One thought always reins me in whenever I feel a rant at the young coming on.
I was young once.
Just as these supposed ‘end times’ will one day be ‘the good old days’ for our children, so I am now the rantee turned ranter, an ex-young fool now despairing of young fools, who in turn will one day despair of those who follow them.
Humbling as this reflection may be, I suspect it has an equally recurrent flipside. As the wheel turns, each generation it flings into middle age will, I fancy, think its situation to be unique, insisting that “We were never this bad at their age…”
If so, then it’s now my turn, but no matter how timeless a trap I may be falling into, it is impossible to remained silent in the face of goings-on at America’s Oberlin College. (Which I comment upon here because, if it starts in America, chances are it’s headed Britain’s way.)
Hell, we might have grumbled about homework, exams, job interviews and the other steps up life’s ladder 40 years ago, but we could grudgingly see the point to them. Those who actively sought to dismantle the ladder were isolated oddballs. Today, they have become mainstream.

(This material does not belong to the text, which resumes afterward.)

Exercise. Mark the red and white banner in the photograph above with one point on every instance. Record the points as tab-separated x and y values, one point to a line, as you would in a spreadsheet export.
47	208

Today, if they have Oberlin College as part of their address, they want it to be social activism first, education second. Abolish all grades below C and replace examinations with chats with a professor, they demand, to take account of how this whole ‘learning’ thing is really beginning to mess with their change-the-world objectives.
“The students say that between their activism work and their heavy course load, finding success within the usual grading parameters is increasingly difficult. ‘A lot of us worked alongside community members in Cleveland who were protesting,’ Megan Bautista, a co-liaison in Oberlin’s student government, said, referring to the protests surrounding the shooting death of 12-year-old Tamir Rice by a police officer in 2014. ‘But we needed to organize on campus as well — it wasn’t sustainable to keep driving 40 minutes away. A lot of us started suffering academically.'”
Certain truisms to which even their radical predecessors would at least nod, now seem to completely pass people by. The idea that you’re at college first and foremost to learn, for example (and see how America holds you to that, kids, should Bernie Sanders’ dream of free education for all ever come to pass). Or that part of that learning process involves focus and prioritising, waking up to the fact that our actions have consequences and that no-one can have or do it all.
If you’re not meeting the demands of your college, it calls for re-appraisal by you, not for some convenient sleight of hand in the college’s grading process. And if you don’t know it well enough to write it down, don’t kid yourself that you’ll express it any better with the eyes of some professor unamused by such indulgence burning holes in your forehead.
The world will still need saving when you graduate. You may be surprised how much more you can achieve in that regard when you’re based in an office or laboratory instead of behind a fast-food counter.
Of course, if that generational cycle continues to do its thing, the snowflakes of Oberlin College will one day seem paragons of diligence and realism compared to those who follow them. But they must excuse me if I’m finding that a little hard to visualise right now.